O sítio e a hora eram mais próprios de um idílio, que de uma fria e descolorida prática. Um céu claro e límpido, um ar puro, o sol a coar por entre as folhas uma luz ainda frouxa e tépida, a vegetação em derredor, todo aquele reviver das coisas parecia estar pedindo uma igual aurora nas almas. Estas é que deviam falar ali a sua língua delas, amorosa e cândida, em vez da outra, cortês, elegante e rígida, que a nenhum deles desprazia, decerto, mas que era muito menos voluntária nos lábios de Estêvão. 
Guiomar falava com certa graça, um pouco hirta e pausada, sem viveza, nem calor. 
Estêvão, que a maior parte do tempo ficara a ouvi-la, observava entre si que as maneiras da moça não lhe eram desnaturais, ainda que podiam ser calculadas naquela situação. A Guiomar que ele conhecera e amara era o embrião da Guiomar de hoje, o esboço do painel agora perfeito; faltava-lhe outrora o colorido, mas já se lhe viam as linhas do desenho. 

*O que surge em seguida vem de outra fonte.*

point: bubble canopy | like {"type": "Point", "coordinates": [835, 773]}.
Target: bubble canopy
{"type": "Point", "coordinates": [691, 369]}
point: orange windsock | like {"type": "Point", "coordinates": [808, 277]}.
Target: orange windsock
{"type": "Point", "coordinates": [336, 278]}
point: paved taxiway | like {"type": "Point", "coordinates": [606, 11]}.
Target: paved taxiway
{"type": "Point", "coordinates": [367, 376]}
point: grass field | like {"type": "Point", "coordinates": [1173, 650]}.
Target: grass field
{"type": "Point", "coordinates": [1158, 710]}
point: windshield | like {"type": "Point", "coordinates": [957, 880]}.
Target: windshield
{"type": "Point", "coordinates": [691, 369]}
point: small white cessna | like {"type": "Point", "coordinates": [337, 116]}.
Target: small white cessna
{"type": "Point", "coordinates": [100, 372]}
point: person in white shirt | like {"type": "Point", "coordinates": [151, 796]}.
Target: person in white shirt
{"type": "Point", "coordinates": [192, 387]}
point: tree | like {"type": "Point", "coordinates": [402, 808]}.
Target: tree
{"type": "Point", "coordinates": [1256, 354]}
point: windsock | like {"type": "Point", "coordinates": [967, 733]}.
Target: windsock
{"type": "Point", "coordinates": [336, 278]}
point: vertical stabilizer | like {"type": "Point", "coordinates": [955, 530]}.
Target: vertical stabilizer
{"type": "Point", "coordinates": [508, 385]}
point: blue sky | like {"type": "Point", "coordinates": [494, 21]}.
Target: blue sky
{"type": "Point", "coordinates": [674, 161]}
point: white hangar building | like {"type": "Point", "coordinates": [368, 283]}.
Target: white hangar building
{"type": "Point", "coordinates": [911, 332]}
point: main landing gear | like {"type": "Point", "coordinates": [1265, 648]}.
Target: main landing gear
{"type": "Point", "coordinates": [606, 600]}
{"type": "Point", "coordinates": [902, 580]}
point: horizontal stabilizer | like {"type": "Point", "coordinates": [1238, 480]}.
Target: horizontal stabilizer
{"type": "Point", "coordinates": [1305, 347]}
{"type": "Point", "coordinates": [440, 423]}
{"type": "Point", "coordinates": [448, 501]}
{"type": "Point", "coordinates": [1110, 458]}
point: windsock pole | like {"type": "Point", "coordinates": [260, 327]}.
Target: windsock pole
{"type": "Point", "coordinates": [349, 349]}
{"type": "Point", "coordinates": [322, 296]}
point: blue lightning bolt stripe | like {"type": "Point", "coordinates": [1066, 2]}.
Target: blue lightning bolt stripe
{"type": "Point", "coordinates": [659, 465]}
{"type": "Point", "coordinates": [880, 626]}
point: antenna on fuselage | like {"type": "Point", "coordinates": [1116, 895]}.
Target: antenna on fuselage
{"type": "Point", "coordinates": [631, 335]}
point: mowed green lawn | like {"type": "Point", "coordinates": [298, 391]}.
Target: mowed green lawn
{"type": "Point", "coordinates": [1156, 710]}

A conversa durou cerca de três quartos de hora, uma migalha de tempo para ele, que desejara muito mais. Mas era preciso acabar; ela foi a primeira a dizer-lho. 

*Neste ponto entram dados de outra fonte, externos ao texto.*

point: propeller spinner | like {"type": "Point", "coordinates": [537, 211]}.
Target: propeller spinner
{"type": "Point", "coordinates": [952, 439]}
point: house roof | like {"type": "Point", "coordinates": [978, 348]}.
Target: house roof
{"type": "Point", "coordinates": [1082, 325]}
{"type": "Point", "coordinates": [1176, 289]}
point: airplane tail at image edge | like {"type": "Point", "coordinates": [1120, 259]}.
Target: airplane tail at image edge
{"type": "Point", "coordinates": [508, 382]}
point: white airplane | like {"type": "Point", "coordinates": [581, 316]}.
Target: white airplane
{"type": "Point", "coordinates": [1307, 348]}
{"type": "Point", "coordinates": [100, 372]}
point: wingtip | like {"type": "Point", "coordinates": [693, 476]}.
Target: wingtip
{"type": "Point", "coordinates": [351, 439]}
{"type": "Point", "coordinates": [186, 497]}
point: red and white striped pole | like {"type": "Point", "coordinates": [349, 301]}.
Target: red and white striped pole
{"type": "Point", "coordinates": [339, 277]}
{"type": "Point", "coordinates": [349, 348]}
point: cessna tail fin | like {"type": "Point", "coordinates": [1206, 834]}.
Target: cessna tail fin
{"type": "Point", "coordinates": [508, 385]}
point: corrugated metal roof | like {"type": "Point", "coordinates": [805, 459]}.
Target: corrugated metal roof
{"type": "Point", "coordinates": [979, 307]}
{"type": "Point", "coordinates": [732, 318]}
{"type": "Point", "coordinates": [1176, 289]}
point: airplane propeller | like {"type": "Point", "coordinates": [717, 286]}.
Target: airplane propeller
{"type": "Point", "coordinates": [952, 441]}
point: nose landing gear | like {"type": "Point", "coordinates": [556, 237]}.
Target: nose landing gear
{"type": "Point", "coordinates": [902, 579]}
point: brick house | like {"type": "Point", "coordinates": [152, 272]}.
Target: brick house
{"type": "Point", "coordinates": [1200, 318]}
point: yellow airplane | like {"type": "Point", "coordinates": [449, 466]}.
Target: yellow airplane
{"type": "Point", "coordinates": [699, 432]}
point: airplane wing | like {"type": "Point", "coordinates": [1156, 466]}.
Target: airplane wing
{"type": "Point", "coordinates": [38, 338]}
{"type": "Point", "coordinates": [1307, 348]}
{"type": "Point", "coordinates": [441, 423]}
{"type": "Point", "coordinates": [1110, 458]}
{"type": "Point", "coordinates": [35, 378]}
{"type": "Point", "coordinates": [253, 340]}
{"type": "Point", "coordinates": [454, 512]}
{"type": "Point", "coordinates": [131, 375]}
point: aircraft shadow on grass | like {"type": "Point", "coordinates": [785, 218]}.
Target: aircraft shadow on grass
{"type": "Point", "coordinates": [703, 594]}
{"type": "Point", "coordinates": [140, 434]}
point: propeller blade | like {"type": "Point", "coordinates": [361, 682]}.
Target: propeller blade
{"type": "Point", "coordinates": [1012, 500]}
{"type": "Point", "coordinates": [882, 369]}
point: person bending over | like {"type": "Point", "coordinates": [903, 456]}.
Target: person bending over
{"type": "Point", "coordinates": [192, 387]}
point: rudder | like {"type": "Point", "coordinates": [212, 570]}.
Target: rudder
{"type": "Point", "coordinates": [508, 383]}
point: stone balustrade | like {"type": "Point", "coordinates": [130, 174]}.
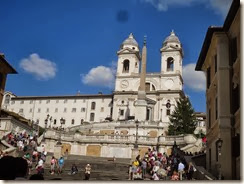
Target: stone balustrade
{"type": "Point", "coordinates": [117, 139]}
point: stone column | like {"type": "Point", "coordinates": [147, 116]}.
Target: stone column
{"type": "Point", "coordinates": [223, 94]}
{"type": "Point", "coordinates": [135, 153]}
{"type": "Point", "coordinates": [57, 151]}
{"type": "Point", "coordinates": [141, 104]}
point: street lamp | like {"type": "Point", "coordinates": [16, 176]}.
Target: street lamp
{"type": "Point", "coordinates": [219, 144]}
{"type": "Point", "coordinates": [137, 125]}
{"type": "Point", "coordinates": [61, 123]}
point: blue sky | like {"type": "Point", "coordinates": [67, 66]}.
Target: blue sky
{"type": "Point", "coordinates": [57, 45]}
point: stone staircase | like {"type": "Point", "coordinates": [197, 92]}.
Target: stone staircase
{"type": "Point", "coordinates": [102, 169]}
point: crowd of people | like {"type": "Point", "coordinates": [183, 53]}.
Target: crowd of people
{"type": "Point", "coordinates": [33, 160]}
{"type": "Point", "coordinates": [157, 166]}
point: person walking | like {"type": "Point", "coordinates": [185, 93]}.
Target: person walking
{"type": "Point", "coordinates": [190, 171]}
{"type": "Point", "coordinates": [53, 163]}
{"type": "Point", "coordinates": [181, 168]}
{"type": "Point", "coordinates": [60, 165]}
{"type": "Point", "coordinates": [74, 169]}
{"type": "Point", "coordinates": [175, 176]}
{"type": "Point", "coordinates": [87, 172]}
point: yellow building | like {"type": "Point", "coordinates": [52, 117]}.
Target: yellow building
{"type": "Point", "coordinates": [220, 60]}
{"type": "Point", "coordinates": [5, 68]}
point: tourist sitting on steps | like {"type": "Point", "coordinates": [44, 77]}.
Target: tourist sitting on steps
{"type": "Point", "coordinates": [53, 163]}
{"type": "Point", "coordinates": [60, 165]}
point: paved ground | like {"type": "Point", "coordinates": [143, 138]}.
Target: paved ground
{"type": "Point", "coordinates": [102, 169]}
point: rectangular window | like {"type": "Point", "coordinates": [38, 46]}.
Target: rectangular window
{"type": "Point", "coordinates": [168, 112]}
{"type": "Point", "coordinates": [209, 118]}
{"type": "Point", "coordinates": [217, 154]}
{"type": "Point", "coordinates": [93, 106]}
{"type": "Point", "coordinates": [235, 98]}
{"type": "Point", "coordinates": [233, 50]}
{"type": "Point", "coordinates": [215, 63]}
{"type": "Point", "coordinates": [121, 112]}
{"type": "Point", "coordinates": [92, 117]}
{"type": "Point", "coordinates": [216, 108]}
{"type": "Point", "coordinates": [210, 159]}
{"type": "Point", "coordinates": [208, 77]}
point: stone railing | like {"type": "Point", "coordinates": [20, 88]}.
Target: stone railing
{"type": "Point", "coordinates": [129, 139]}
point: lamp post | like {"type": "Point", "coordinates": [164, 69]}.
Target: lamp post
{"type": "Point", "coordinates": [61, 123]}
{"type": "Point", "coordinates": [137, 125]}
{"type": "Point", "coordinates": [219, 144]}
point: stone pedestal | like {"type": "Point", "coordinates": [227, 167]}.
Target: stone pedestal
{"type": "Point", "coordinates": [57, 151]}
{"type": "Point", "coordinates": [135, 153]}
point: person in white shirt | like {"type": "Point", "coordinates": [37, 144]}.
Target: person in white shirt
{"type": "Point", "coordinates": [181, 168]}
{"type": "Point", "coordinates": [155, 176]}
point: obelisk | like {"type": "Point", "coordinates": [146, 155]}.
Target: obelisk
{"type": "Point", "coordinates": [141, 103]}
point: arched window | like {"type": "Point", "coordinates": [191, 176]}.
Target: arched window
{"type": "Point", "coordinates": [170, 64]}
{"type": "Point", "coordinates": [7, 99]}
{"type": "Point", "coordinates": [92, 116]}
{"type": "Point", "coordinates": [93, 106]}
{"type": "Point", "coordinates": [126, 66]}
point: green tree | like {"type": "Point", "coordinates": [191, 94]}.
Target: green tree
{"type": "Point", "coordinates": [183, 119]}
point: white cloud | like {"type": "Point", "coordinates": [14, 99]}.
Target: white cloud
{"type": "Point", "coordinates": [100, 76]}
{"type": "Point", "coordinates": [163, 5]}
{"type": "Point", "coordinates": [42, 69]}
{"type": "Point", "coordinates": [219, 6]}
{"type": "Point", "coordinates": [195, 80]}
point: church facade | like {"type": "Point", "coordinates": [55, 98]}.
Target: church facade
{"type": "Point", "coordinates": [162, 90]}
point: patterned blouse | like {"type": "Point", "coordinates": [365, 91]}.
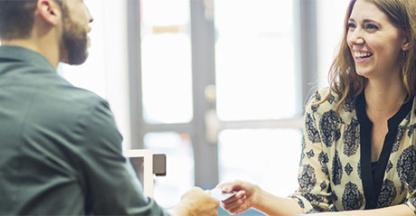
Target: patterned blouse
{"type": "Point", "coordinates": [335, 170]}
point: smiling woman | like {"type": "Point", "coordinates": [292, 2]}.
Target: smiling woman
{"type": "Point", "coordinates": [359, 143]}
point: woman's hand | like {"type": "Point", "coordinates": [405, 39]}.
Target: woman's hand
{"type": "Point", "coordinates": [247, 196]}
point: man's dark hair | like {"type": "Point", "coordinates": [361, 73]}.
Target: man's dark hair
{"type": "Point", "coordinates": [16, 18]}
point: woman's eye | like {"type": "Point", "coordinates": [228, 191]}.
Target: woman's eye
{"type": "Point", "coordinates": [351, 25]}
{"type": "Point", "coordinates": [371, 26]}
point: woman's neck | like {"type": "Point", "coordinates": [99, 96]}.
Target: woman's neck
{"type": "Point", "coordinates": [384, 97]}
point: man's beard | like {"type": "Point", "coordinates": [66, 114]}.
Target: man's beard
{"type": "Point", "coordinates": [75, 42]}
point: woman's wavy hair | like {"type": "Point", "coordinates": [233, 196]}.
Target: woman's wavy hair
{"type": "Point", "coordinates": [343, 78]}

— O senhor fez-me perder muito tempo. Há talvez uma hora que estamos aqui a conversar. Era natural, depois de dois anos. Dois anos! 
Mas o que não era natural, continuou ela mudando de tom, era atreverme a falar com um estranho neste deshabillé tão pouco elegante... 
— Elegantíssimo, pelo contrário. 
— O senhor tem sempre um cumprimento de reserva: vejo que não perdeu o tempo na academia, Vou-me embora. São horas da baronesa dar o seu passeio pela chácara. 
— Será aquela senhora que ali está no alto da escada? perguntou Estêvão. 
— É ela mesma, respondeu Guiomar. Está à espera que lhe vá dar o braço. 
E com um gesto friamente fidalgo, estendeu a mão a Estêvão, dizendo: 
— Passe bem, senhor doutor, estimei vê-lo. 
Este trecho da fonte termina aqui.